Pablo Sobron was recently interviewed in St. Louis Magazine about his tech startup, Impossible Sensing. Read on to discover his connection to Washington University and why he chose to found his company in St. Louis.
On February 18, NASA’s Perseverance rover made its historic descent toward Mars. On it were two data-gathering instruments developed by Sobron’s St. Louis–based company, Impossible Sensing. Sobron and his team design and develop sensors used to explore not only space but also the ocean and deep earth.
Sobron worked at NASA in early design but soon came to realize he could do what he was doing outside of the organization. Although he enjoyed working at NASA, the process was often bureaucratic and slow. So in 2016, he decided to go out on his own.

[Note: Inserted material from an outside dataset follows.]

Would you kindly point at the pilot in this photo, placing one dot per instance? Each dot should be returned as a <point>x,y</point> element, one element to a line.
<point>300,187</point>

Why did Sobron choose to locate his company in St. Louis rather than a tech hub like Silicon Valley? According to Sobron, there are three main reasons: First, St. Louis has a rich history with space exploration: the spacecraft modules in which astronauts trained for traveling to the moon were built here, and what’s more, some of the best lunar and planetary scientists in the country are right here at Washington University. (Sobron did postdoctoral research at WashU between 2008-2011.) Second, Sobron notes in the interview that St. Louis’s low cost of living means less risk of going under if something goes wrong. His third reason is perhaps the most intriguing: Cherokee Street in South City, where Impossible Sensings is located, has a lively art scene: Sobron views what he and his team do as art. He savors the benefits of bouncing ideas off of artists in the area.